梁小芬忙着把周月林和张亮迎进家中,陈莲珠也与周月林和张亮相见,热情招待着眼前这位“妹妹”,又时不时地瞧瞧从天而降的柏台“骨肉”,内心自然十分的喜欢。

晚上,72岁的胡老太一定要带自己的宝贝“孙子”睡在一起。夜已深,人难眠,看着睡梦中甜蜜微笑的“孙子”,老人几次落下欢喜而酸楚的眼泪。

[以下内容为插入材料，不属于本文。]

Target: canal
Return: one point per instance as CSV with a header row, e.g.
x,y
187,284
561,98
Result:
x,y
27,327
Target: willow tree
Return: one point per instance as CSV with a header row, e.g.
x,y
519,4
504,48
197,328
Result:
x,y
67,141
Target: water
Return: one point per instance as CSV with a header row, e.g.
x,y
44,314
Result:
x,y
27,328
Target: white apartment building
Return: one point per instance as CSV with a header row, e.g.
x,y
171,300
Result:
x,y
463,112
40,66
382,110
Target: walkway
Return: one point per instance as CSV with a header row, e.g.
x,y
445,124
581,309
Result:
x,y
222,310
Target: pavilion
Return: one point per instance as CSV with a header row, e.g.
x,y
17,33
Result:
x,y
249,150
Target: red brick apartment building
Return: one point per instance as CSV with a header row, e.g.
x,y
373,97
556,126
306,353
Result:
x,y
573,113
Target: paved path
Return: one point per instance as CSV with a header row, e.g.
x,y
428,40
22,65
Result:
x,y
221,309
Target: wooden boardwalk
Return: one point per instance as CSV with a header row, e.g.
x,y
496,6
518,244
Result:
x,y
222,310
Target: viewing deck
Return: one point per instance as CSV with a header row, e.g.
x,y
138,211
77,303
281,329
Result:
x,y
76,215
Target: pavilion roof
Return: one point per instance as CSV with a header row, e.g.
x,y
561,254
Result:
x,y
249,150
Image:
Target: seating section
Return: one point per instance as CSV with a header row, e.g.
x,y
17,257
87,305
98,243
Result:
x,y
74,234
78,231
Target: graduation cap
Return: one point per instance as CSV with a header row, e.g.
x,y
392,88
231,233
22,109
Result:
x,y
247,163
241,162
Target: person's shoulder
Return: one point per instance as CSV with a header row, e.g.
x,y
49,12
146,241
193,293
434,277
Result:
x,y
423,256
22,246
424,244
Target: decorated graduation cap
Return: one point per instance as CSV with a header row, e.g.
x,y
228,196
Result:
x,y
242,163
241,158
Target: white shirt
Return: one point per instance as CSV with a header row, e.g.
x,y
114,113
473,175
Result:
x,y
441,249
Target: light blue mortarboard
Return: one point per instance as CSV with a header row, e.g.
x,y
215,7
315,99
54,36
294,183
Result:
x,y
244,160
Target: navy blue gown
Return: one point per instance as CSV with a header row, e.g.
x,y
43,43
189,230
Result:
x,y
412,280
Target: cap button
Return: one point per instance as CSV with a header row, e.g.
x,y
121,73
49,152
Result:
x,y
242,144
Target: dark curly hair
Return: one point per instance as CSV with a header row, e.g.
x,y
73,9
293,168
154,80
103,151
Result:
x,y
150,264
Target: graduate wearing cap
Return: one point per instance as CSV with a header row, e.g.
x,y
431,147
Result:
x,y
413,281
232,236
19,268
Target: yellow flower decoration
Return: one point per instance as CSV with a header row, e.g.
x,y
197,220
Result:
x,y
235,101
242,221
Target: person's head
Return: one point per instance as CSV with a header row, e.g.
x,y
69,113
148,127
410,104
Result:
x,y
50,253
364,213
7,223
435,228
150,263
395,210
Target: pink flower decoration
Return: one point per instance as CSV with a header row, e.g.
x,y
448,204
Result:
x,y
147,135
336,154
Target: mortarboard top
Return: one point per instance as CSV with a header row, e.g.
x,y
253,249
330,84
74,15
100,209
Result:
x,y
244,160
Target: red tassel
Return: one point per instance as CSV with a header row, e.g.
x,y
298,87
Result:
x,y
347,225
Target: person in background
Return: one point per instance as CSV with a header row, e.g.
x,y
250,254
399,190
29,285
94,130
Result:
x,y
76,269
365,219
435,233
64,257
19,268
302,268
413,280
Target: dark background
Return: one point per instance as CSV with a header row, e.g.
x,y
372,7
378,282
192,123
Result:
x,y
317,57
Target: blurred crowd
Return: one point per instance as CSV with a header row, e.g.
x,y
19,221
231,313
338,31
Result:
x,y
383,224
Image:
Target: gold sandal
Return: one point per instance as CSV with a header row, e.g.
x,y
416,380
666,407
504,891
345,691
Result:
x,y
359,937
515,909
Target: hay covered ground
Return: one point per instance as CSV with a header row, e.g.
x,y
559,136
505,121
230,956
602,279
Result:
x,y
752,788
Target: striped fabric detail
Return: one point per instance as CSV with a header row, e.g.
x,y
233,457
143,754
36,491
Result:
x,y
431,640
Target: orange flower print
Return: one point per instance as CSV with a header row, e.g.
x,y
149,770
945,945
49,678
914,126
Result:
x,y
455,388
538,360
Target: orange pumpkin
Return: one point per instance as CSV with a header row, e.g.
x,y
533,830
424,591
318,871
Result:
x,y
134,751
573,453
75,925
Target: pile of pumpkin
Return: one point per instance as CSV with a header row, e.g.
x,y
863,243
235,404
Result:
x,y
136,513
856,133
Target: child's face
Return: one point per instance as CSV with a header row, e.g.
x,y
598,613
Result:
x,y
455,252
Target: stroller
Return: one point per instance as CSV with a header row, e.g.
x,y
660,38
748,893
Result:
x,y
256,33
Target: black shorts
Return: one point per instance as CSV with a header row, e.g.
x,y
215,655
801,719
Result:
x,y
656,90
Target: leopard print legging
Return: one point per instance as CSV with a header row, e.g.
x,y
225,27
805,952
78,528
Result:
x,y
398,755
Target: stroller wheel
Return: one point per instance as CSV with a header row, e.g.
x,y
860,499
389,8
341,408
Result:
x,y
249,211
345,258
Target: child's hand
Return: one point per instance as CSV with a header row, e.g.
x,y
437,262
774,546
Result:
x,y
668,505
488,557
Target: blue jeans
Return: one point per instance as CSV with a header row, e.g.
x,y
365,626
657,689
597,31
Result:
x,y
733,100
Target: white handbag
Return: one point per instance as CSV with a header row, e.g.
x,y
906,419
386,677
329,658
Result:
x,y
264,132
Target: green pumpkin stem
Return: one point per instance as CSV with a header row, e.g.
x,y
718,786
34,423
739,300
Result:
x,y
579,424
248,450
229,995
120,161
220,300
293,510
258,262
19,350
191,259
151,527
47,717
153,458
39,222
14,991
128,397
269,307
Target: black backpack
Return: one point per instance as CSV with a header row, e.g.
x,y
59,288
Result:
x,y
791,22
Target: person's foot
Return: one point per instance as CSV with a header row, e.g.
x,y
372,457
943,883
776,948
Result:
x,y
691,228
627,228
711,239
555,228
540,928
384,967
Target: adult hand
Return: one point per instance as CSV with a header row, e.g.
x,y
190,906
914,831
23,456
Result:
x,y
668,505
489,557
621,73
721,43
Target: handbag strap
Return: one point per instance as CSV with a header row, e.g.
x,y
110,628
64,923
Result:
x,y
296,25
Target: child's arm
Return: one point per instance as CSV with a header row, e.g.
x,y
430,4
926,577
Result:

周月林就和梁小芬睡在一起,梁柏台自然是她俩全部的话题。梁小芬讲起梁柏台离家赴苏的情景,讲起三个女人持家的艰辛,讲起46岁的自己信守“你不回家,我不出嫁”的承诺,讲起陈莲珠不肯改嫁的一片痴情,当然也讲起梁柏台的下落。梁小芬悄悄告诉周月林,梁柏台可能牺牲,是袁修昌先生告诉她的,只是一直瞒着母亲。听了这句话,周月林的心如灌了铅,一直往下沉往下沉,黑暗中已泪流满面,泣不成声。梁小芬相劝道:“我请县城最有名的朱洁斋先生给柏台算过命,‘命注’批到59岁为止。”说着她起床点了灯,从床头柜的抽屉里拿出一本命书——《永言配命》,翻到朱先生给梁柏台批命注的那一页给周月林看。梁小芬坚信,梁柏台至少活到59岁。“今年他才39岁。”大姐的话给了周月林些许慰安,但也有了不祥的预感。这一晚两人窃窃私语,不知不觉院里鸡啼声声,贴纸的木窗已露出鱼肚白。

周月林和张亮母子,在梁柏台老家一住就是两月有余,期间也帮着做一些农活,但是晚上总改不了看书读报的习惯。每当夜幕降临,邻居已经早早入睡,而周月林与张亮总是看书读报到深夜。梁小芬一觉醒来,看着灯下夜读的周月林,心疼周月林的身体,更心疼那昂贵的煤油,总是一迭声地催促“好困来,再不困觉就天亮来。”于是周月林笑笑回答,“好好,现在就困现在就困。”

在周月林的眼中,婆婆是那样的雍容大度、和蔼慈祥;梁小芬是那样义肝侠胆、心直口快;陈莲珠又是那样温柔贤淑、意志坚强。她们在一起谈得最多的是梁柏台的点点滴滴,最为快乐的是小孩的顽皮可爱,故乡虽然寒酸清贫倒也其乐融融。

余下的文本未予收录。